Multiplexed Detection Strategies
For comprehensive analysis of MAPKAPK-2 phosphorylation states, multiplexed detection approaches offer significant advantages:
Antibody Selection: Choose antibodies raised in different host species (e.g., rabbit anti-pS272, mouse anti-pT222, goat anti-pT334) to enable simultaneous detection. Include a non-phospho-specific MAPKAPK-2 antibody to normalize for total protein levels.
Platform Options: Multiple technologies support multiplexed detection, including multiplex Western blotting systems, bead-based assays (e.g., Luminex), planar microarrays, and capillary electrophoresis with multiple detection channels.
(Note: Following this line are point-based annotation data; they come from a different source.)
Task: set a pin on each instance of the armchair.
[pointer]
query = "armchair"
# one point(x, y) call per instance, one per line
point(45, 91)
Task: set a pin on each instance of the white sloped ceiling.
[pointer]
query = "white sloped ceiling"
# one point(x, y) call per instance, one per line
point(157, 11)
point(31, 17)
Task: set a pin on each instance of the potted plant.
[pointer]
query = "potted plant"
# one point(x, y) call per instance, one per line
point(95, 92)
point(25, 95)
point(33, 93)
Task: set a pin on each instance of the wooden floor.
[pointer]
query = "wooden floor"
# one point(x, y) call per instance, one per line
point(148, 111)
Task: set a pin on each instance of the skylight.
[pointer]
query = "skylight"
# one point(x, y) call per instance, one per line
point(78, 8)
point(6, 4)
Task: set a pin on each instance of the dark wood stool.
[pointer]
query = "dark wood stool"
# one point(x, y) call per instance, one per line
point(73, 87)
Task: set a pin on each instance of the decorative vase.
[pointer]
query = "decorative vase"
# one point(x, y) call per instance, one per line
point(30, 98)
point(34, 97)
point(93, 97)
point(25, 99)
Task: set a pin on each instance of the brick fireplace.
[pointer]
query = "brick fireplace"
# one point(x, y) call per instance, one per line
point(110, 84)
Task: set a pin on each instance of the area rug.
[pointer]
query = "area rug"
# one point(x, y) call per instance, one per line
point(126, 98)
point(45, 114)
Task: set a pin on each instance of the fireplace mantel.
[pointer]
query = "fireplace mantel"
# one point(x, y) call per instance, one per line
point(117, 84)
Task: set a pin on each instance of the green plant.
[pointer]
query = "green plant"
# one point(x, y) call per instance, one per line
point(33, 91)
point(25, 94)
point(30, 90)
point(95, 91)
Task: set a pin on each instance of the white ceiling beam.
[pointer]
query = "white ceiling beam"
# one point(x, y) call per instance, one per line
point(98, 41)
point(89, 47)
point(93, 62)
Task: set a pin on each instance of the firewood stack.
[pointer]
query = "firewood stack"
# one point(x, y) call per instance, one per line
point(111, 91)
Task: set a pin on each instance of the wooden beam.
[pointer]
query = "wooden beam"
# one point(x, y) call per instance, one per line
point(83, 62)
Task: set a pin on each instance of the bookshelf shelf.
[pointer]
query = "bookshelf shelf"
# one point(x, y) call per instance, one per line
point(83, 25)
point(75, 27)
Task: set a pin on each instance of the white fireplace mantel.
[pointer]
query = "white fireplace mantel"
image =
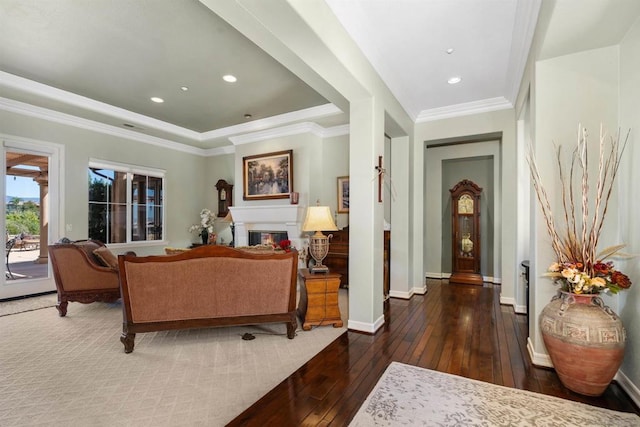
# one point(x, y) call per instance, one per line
point(287, 218)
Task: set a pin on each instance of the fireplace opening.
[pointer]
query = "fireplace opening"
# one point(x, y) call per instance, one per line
point(258, 237)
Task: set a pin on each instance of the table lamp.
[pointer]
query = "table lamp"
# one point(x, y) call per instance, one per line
point(319, 219)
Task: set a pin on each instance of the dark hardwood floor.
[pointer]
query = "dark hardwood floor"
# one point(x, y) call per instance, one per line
point(459, 329)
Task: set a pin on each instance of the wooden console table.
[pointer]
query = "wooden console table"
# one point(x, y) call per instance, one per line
point(319, 299)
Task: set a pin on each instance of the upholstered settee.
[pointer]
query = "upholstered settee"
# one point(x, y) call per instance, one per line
point(84, 271)
point(207, 286)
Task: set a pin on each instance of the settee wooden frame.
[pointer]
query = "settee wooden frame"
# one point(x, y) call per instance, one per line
point(79, 277)
point(130, 327)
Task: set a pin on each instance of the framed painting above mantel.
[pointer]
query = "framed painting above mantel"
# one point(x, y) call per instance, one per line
point(267, 176)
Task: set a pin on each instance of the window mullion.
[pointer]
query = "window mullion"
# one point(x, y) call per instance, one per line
point(129, 206)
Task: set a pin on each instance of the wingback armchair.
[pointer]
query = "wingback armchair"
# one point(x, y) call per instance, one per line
point(83, 274)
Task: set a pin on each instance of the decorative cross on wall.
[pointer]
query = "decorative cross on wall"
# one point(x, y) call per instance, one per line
point(381, 172)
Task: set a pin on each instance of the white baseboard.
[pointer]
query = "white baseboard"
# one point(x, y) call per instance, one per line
point(369, 328)
point(429, 275)
point(632, 390)
point(400, 294)
point(488, 279)
point(538, 359)
point(520, 309)
point(507, 301)
point(420, 290)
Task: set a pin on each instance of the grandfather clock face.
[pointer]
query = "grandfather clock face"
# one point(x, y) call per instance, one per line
point(465, 233)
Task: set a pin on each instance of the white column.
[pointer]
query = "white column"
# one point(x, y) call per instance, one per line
point(366, 217)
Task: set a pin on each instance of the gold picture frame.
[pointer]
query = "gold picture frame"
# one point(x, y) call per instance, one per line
point(267, 176)
point(343, 194)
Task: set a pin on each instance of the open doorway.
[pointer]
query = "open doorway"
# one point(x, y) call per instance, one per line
point(27, 212)
point(27, 177)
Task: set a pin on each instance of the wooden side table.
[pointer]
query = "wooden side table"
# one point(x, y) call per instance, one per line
point(319, 299)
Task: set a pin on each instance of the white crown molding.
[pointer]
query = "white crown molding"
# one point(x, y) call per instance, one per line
point(336, 131)
point(78, 122)
point(312, 113)
point(69, 98)
point(289, 130)
point(467, 108)
point(220, 151)
point(526, 17)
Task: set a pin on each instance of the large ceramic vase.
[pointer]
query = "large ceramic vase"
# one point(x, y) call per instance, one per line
point(585, 340)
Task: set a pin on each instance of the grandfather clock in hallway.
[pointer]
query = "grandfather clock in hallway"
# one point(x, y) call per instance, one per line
point(465, 208)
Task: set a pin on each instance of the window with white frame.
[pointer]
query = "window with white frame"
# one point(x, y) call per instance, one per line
point(126, 203)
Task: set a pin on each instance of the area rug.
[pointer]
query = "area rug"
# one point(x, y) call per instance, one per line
point(21, 305)
point(410, 396)
point(72, 370)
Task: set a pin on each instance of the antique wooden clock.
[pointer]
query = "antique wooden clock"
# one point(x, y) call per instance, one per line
point(465, 208)
point(225, 197)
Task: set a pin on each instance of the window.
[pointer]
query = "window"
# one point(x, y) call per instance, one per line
point(125, 203)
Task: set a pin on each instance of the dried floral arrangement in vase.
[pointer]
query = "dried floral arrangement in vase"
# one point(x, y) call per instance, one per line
point(585, 338)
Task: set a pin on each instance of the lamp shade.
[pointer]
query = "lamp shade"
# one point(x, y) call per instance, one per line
point(319, 219)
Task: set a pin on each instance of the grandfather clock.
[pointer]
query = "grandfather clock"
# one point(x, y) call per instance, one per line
point(225, 197)
point(465, 222)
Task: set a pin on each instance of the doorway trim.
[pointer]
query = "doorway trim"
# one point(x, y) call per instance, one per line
point(55, 153)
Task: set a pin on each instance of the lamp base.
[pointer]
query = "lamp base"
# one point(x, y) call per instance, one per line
point(318, 269)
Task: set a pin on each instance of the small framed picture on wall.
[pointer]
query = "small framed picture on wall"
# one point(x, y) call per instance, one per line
point(343, 194)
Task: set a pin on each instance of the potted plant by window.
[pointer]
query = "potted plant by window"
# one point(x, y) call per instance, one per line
point(585, 338)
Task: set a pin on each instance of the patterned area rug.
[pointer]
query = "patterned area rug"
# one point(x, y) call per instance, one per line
point(72, 371)
point(409, 395)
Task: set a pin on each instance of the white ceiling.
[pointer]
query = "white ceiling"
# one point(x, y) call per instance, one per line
point(102, 60)
point(407, 41)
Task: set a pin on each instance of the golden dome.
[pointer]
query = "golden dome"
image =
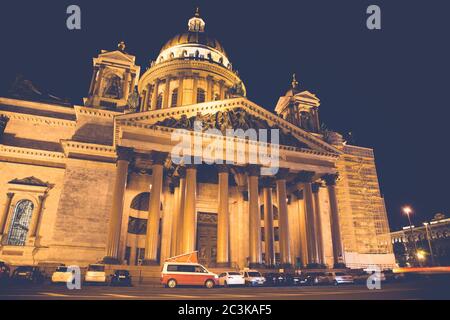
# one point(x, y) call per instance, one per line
point(199, 38)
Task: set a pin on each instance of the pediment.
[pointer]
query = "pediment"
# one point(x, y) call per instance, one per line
point(30, 181)
point(238, 113)
point(116, 55)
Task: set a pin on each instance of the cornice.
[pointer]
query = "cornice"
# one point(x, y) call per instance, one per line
point(31, 154)
point(89, 149)
point(39, 119)
point(93, 112)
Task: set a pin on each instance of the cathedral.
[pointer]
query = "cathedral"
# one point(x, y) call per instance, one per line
point(81, 184)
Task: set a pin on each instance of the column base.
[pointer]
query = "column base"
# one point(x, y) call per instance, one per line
point(111, 261)
point(340, 265)
point(149, 263)
point(223, 265)
point(253, 265)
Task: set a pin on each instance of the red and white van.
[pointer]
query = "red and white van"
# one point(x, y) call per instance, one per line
point(187, 274)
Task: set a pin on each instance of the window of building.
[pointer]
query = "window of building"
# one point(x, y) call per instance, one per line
point(174, 98)
point(20, 223)
point(201, 95)
point(159, 101)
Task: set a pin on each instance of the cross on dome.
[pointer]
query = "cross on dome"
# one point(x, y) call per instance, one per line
point(196, 23)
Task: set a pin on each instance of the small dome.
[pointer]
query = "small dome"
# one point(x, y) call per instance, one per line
point(199, 38)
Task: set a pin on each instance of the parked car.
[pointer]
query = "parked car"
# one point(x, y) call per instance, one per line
point(121, 278)
point(319, 278)
point(231, 278)
point(338, 278)
point(304, 279)
point(96, 274)
point(187, 274)
point(253, 278)
point(28, 274)
point(360, 276)
point(276, 279)
point(4, 272)
point(61, 275)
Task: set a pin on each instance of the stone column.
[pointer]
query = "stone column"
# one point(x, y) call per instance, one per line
point(37, 216)
point(223, 226)
point(126, 85)
point(180, 90)
point(338, 253)
point(147, 99)
point(6, 210)
point(194, 90)
point(155, 95)
point(175, 218)
point(269, 238)
point(318, 223)
point(154, 210)
point(112, 246)
point(255, 218)
point(99, 80)
point(285, 251)
point(210, 86)
point(222, 89)
point(166, 94)
point(190, 212)
point(94, 76)
point(305, 178)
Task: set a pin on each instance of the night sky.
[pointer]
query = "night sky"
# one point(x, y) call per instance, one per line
point(389, 88)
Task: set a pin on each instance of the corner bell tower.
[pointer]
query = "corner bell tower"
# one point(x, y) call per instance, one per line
point(114, 79)
point(301, 108)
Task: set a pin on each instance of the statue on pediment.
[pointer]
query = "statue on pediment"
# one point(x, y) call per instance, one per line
point(3, 122)
point(133, 101)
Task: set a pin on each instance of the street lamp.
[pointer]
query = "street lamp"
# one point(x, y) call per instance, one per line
point(408, 210)
point(427, 225)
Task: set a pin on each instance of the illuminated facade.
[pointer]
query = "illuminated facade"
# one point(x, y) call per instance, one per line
point(80, 184)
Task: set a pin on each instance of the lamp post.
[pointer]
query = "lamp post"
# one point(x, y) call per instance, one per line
point(427, 226)
point(407, 210)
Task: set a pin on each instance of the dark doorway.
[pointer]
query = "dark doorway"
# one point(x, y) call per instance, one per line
point(207, 238)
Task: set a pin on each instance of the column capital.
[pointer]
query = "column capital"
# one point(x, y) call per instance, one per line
point(124, 153)
point(305, 176)
point(159, 158)
point(223, 168)
point(330, 179)
point(282, 174)
point(298, 194)
point(253, 170)
point(316, 187)
point(267, 182)
point(181, 172)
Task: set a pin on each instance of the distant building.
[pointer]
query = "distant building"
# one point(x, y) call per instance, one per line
point(435, 234)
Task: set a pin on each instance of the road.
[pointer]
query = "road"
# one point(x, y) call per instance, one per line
point(419, 289)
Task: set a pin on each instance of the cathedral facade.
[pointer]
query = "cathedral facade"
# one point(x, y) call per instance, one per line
point(98, 182)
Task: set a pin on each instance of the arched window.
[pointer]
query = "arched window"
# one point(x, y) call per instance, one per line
point(159, 101)
point(174, 101)
point(140, 203)
point(201, 95)
point(20, 223)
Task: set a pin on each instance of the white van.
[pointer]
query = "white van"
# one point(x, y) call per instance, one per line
point(95, 274)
Detection Strategy: Fluorescent multiplexing with spectrally distinct secondary antibodies allows simultaneous visualization, while sequential detection approaches can be used with chemiluminescent systems. For tissue sections, multiplex immunofluorescence with spectral unmixing enables spatial analysis of multiple phosphorylation sites.
Data Analysis: Calculate phosphorylation ratios (phospho/total protein) for each site and analyze phosphorylation patterns across sites to identify correlated changes. Consider developing algorithms to quantify activation state based on the pattern of multiple phosphorylation sites.